There are good discussion available on moving "Unstructured Data" to Hadoop. That gives a god references.
- Sqoop in Hadoop is mostly used to extract structured data from databases like Teradata, Oracle, etc., A good overview of this tool you can find in: https://hortonworks.com/apache/sqoop/
Apache Sqoop efficiently transfers bulk data between Apache Hadoop and structured datastores such as relational databases. Sqoop helps offload certain tasks (such as ETL processing) from the EDW to Hadoop for efficient execution at a much lower cost. Sqoop can also be used to extract data from Hadoop and export it into external structured datastores.

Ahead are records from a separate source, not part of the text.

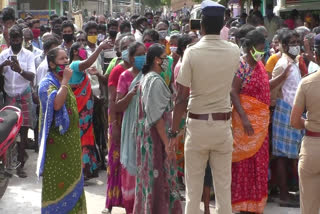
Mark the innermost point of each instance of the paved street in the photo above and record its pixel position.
(24, 195)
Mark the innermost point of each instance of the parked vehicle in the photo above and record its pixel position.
(10, 124)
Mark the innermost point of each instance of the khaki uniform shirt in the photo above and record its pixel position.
(208, 68)
(308, 97)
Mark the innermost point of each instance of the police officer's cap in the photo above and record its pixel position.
(317, 42)
(211, 8)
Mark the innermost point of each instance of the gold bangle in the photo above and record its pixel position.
(64, 86)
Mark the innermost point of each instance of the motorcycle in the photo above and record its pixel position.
(10, 124)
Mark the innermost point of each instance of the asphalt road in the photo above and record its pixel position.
(24, 195)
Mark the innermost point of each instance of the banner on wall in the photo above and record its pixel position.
(43, 15)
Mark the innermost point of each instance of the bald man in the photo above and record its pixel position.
(28, 37)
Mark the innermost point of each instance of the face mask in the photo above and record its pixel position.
(163, 34)
(257, 55)
(294, 50)
(57, 31)
(60, 69)
(82, 54)
(165, 64)
(139, 62)
(101, 37)
(142, 28)
(148, 45)
(68, 37)
(92, 39)
(36, 33)
(113, 33)
(28, 45)
(269, 12)
(16, 47)
(125, 55)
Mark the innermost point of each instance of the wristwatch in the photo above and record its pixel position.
(172, 134)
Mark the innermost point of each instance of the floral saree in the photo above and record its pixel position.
(59, 160)
(251, 153)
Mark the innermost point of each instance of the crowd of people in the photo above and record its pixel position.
(163, 108)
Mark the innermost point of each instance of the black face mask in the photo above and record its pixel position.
(113, 33)
(68, 37)
(16, 47)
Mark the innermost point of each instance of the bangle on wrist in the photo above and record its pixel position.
(64, 86)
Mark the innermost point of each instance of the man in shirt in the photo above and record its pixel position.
(35, 27)
(8, 19)
(208, 78)
(17, 67)
(285, 139)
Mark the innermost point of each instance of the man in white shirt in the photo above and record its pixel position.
(17, 67)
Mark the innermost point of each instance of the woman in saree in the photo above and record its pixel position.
(156, 188)
(251, 99)
(80, 84)
(59, 160)
(250, 120)
(183, 43)
(127, 103)
(114, 196)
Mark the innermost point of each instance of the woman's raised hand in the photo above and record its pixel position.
(67, 74)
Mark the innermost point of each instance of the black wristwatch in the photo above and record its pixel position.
(172, 134)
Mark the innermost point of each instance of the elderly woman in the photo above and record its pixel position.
(251, 99)
(59, 160)
(127, 103)
(156, 189)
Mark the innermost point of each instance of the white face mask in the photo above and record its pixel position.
(294, 50)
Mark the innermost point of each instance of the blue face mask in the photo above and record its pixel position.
(139, 62)
(125, 55)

Sqoop works with relational databases such as Teradata, Netezza, Oracle, MySQL, Postgres, and HSQLDB.
- Flume in Hadoop is used to sources data which is stored in various sources like and deals mostly with unstructured data.
A good overview of this tool you can find in: https://hortonworks.com/apache/flume/
Apache Flume is a distributed, reliable, and available service for efficiently collecting, aggregating, and moving large amounts of streaming data into the Hadoop Distributed File System (HDFS). It has a simple and flexible architecture based on streaming data flows; and is robust and fault tolerant with tunable reliability mechanisms for failover and recovery.

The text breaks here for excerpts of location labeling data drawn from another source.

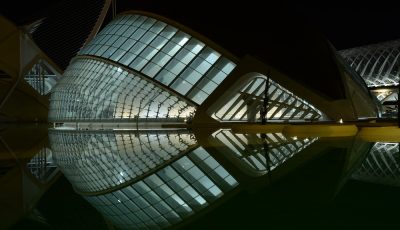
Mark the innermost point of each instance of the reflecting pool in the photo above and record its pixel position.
(204, 178)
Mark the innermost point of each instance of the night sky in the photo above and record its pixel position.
(346, 24)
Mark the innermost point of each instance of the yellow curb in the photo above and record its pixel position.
(320, 130)
(380, 134)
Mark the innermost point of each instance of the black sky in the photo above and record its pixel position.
(345, 24)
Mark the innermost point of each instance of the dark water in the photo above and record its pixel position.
(197, 179)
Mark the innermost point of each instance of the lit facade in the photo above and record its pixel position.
(145, 68)
(379, 66)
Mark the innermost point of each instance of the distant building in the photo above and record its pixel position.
(143, 67)
(379, 66)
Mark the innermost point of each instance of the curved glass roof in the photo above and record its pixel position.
(94, 90)
(247, 102)
(163, 53)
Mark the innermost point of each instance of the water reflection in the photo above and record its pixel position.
(158, 178)
(164, 178)
(26, 171)
(381, 165)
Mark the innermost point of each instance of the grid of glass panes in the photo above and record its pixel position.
(96, 161)
(378, 64)
(261, 154)
(382, 165)
(167, 196)
(94, 90)
(41, 78)
(42, 166)
(163, 53)
(247, 103)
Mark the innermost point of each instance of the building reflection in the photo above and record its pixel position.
(142, 179)
(159, 178)
(26, 171)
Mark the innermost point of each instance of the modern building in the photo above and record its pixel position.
(379, 65)
(36, 49)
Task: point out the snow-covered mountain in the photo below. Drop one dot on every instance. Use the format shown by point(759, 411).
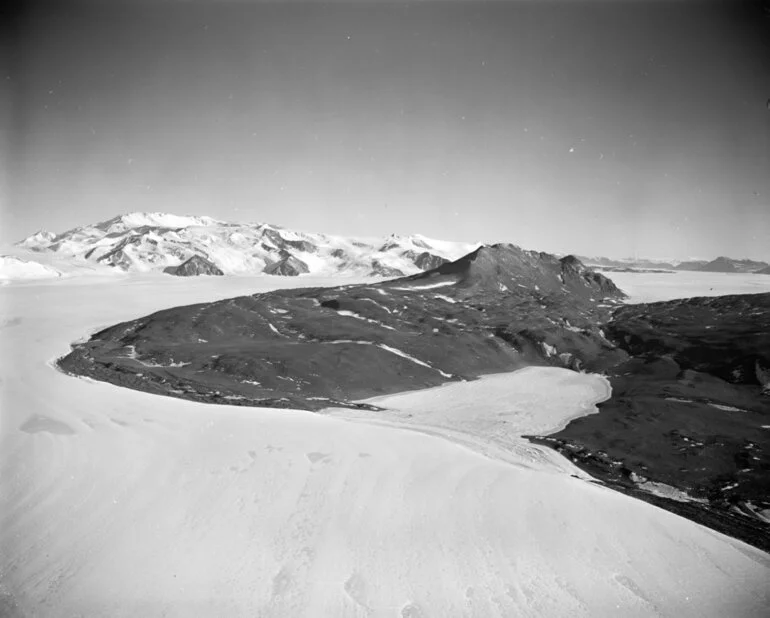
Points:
point(140, 242)
point(13, 268)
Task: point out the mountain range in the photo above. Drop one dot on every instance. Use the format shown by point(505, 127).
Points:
point(186, 245)
point(196, 245)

Its a vast question. Apart from Structured/ Un-structured you may have to look on other parameters like frequency of ingestion, size of file, Is it a event or batch load, from where you are picking the data.
Sqoop(Structured)--> Used to import the RDBMS data into HDFS/Hive
Flume/Kafka/NiFi(Unstructured) --> Can be used to capture unstructured data into HDFS.
Choosing the client depends on the many other parameters apart from what I have mentioned above. Each tool has its own pros & cons. You may have to dig deep if it is other than learning purpose. Hope it helps!!